Astrid Viciano ist seit mehr als 20 Jahren Wissenschaftsjournalistin. Als Redakteurin war sie u.a. für stern, Die Zeit und Süddeutsche Zeitung tätig. Ihre Arbeit wurde bereits mehrfach ausgezeichnet, u.a. mit dem Holtzbrinck-Preis für Wirtschaftspublizistik. Sie lebte mehrere Jahre in Sceaux, jenem Vorort von Paris, in dem auch Marie Curie mit ihrer Familie wohnte.

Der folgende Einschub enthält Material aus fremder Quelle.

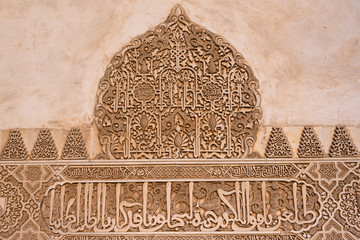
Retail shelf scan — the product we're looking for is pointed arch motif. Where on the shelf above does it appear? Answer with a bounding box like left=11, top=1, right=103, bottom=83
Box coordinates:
left=95, top=5, right=261, bottom=159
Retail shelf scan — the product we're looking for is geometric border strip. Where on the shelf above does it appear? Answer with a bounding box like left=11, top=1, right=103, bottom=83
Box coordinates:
left=0, top=125, right=359, bottom=160
left=0, top=158, right=360, bottom=240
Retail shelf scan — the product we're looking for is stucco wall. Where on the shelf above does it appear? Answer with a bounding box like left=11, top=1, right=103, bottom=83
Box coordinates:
left=0, top=0, right=360, bottom=129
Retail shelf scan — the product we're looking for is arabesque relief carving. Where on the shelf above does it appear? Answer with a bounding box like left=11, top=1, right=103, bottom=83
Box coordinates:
left=0, top=3, right=360, bottom=240
left=95, top=6, right=261, bottom=159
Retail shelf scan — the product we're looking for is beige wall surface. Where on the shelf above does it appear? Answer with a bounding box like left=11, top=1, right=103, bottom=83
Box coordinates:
left=0, top=0, right=360, bottom=129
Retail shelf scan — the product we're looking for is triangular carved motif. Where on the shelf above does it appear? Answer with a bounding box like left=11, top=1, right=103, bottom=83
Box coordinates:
left=329, top=125, right=359, bottom=157
left=265, top=127, right=293, bottom=158
left=61, top=129, right=88, bottom=159
left=0, top=130, right=27, bottom=160
left=30, top=129, right=58, bottom=160
left=298, top=127, right=325, bottom=158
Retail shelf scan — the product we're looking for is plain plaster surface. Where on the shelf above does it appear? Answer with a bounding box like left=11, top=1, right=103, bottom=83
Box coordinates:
left=0, top=0, right=360, bottom=129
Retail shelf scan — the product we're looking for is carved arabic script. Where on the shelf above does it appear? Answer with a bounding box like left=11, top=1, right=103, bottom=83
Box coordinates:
left=42, top=180, right=321, bottom=233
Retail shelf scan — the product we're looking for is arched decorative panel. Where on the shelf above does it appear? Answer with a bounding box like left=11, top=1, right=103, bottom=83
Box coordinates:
left=95, top=6, right=261, bottom=159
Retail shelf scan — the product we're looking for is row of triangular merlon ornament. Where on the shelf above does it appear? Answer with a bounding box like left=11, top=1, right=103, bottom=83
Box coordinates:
left=265, top=125, right=359, bottom=158
left=0, top=129, right=88, bottom=160
left=0, top=126, right=359, bottom=160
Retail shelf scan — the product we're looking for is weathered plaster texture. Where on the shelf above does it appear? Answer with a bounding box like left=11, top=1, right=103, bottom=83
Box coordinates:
left=0, top=0, right=360, bottom=129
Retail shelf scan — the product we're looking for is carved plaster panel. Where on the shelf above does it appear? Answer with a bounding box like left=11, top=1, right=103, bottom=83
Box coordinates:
left=0, top=3, right=360, bottom=240
left=95, top=6, right=261, bottom=159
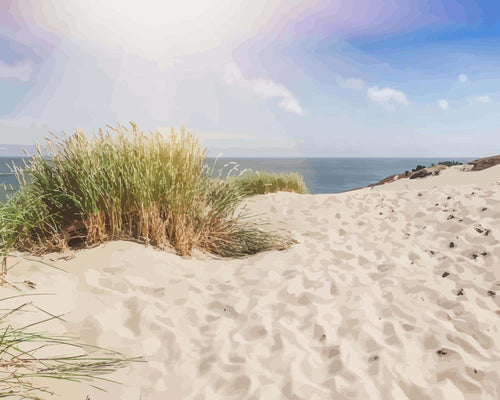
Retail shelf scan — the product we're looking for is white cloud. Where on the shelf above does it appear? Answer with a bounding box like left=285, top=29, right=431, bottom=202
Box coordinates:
left=0, top=61, right=32, bottom=82
left=225, top=63, right=304, bottom=114
left=438, top=99, right=448, bottom=110
left=342, top=78, right=364, bottom=91
left=366, top=86, right=410, bottom=111
left=475, top=96, right=491, bottom=103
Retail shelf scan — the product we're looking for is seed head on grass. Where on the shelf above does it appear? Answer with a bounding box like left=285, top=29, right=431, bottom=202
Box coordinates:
left=0, top=123, right=293, bottom=256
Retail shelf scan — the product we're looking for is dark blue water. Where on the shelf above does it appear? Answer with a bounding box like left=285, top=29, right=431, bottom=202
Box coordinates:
left=0, top=157, right=474, bottom=201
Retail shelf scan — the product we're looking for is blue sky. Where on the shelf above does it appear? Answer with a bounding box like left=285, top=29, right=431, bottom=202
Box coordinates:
left=0, top=0, right=500, bottom=157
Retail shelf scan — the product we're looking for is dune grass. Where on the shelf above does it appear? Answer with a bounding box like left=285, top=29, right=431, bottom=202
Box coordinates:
left=0, top=123, right=290, bottom=257
left=0, top=295, right=143, bottom=400
left=233, top=171, right=309, bottom=196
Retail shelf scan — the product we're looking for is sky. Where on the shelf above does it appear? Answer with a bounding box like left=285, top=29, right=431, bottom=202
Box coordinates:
left=0, top=0, right=500, bottom=157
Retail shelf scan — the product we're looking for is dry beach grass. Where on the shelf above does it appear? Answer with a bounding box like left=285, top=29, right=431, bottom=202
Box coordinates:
left=3, top=165, right=500, bottom=400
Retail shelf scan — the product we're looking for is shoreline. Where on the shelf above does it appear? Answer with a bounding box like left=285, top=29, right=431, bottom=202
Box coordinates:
left=4, top=165, right=500, bottom=400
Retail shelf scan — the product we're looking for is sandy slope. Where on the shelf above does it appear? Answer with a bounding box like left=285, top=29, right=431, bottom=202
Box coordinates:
left=0, top=166, right=500, bottom=400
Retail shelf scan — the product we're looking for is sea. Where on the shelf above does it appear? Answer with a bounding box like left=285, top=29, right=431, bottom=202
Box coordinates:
left=0, top=157, right=477, bottom=202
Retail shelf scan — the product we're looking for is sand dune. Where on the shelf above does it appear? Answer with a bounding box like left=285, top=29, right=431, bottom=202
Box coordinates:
left=1, top=166, right=500, bottom=400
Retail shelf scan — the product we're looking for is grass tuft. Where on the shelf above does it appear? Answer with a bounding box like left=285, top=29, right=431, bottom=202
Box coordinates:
left=231, top=170, right=309, bottom=196
left=0, top=122, right=296, bottom=256
left=0, top=295, right=143, bottom=400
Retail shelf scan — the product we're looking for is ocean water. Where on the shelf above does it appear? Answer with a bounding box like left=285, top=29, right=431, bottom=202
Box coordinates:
left=0, top=157, right=474, bottom=201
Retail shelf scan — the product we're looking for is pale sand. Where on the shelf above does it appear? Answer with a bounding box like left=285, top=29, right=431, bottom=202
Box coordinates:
left=0, top=165, right=500, bottom=400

Kapitel 2 1933: Der Beginn einer schicksalhaften Freundschaft
Mit niemandem soll Wolfgang Gentner über die neuen Experimente der beiden französischen Kollegen sprechen. Nur ihn ziehen Irène und Frédéric Joliot-Curie im Januar 1934 ins Vertrauen, er soll nichts verraten über die Versuche, kein Wort darüber soll zunächst aus dem Labor sickern. Noch fürchten die Joliot-Curies, dass ihre Testergebnisse sich als Irrtum entpuppen könnten, sie womöglich mit ihren Schlussfolgerungen falschliegen. Erst als die Forscher sicher sind, dass ihre Entdeckung tatsächlich so bahnbrechend ist, wie sie vermuten, weihen sie andere Mitarbeiter ein: Erstmals haben sie am Institut du Radium in Paris ein radioaktives Element neu erschaffen. Für ihre Forschung zu künstlicher Radioaktivität werden die Joliot-Curies ein Jahr später den Nobelpreis für Chemie erhalten. Und Gentners Stillschweigen markiert den Beginn einer Freundschaft, die bald eine bitterlich harte Prüfung durchleben wird. Wenn die Nationalsozialisten das Labor am Collège de France sieben Jahre später besetzen, kurz nachdem Joliot-Curie das schwere Wasser nach England verschifft hat.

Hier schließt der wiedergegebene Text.